Intended use: Factuality Detection is a LoRA adapter for IBM’s Granite-4.0-micro model. It enables the granite-4.0-micro model to assess whether a generated long-form response—containing multiple atomic facts or claims—is factually correct with respect to contextual information that may be incomplete, conflicting, or contradictory. This adapter is designed to operate as an integrated component of the Granite inference pipeline. The model is specifically designed to detect factually incorrect responses according to the following definition:

A factually incorrect response occurs when the assistant's message contains one or more factual claims that are unsupported by, inconsistent with, or directly contradicted by the information provided in the documents or context. This includes situations where the assistant: introduces details not grounded in the context, misstates or distorts facts contained within the context, misinterprets the meaning or implications of the context, supplies erroneous or conflicting information relative to the context.

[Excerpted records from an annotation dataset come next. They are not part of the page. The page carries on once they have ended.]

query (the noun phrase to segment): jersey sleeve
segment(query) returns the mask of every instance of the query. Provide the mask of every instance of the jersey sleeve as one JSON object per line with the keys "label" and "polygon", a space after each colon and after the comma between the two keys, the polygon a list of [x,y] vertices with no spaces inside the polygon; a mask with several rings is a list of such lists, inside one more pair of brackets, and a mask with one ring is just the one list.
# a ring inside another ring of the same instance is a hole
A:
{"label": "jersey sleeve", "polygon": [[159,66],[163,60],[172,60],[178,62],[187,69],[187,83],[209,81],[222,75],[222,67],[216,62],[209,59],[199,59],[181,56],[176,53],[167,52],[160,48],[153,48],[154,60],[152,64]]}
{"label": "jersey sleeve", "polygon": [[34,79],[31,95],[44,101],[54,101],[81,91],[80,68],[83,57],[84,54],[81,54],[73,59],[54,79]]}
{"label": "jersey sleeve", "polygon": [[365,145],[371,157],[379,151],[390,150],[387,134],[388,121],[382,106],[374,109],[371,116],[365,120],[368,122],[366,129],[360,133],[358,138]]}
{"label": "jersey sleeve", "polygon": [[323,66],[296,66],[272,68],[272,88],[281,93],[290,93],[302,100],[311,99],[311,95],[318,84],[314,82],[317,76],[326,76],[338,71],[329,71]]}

Even if only a small portion of the response contains such inaccuracies, the overall message is considered factually incorrect.

Quickstart Example (LoRA)

import json

from transformers import AutoTokenizer
from vllm import LLM, SamplingParams
from vllm.lora.request import LoRARequest

def parse_output(output) -> str:
    label = None
    output_text = next(iter(output.outputs)).text.strip()

    # Output must be in JSON format
    try:
        data = json.loads(output_text)
        label = data.get("score")
    except json.JSONDecodeError as e:
        print(f"Cannot parse JSON output: {e}")
        label = "FAIL"
    return label

def make_prompt(query: str, response: str, contexts: list, tokenizer):

    factuality_detection_text = """
<guardian>As a judge agent, your role is to help assess whether the provided text meets the given judging criteria, utilizing all available information, including conversations, documents, and tools.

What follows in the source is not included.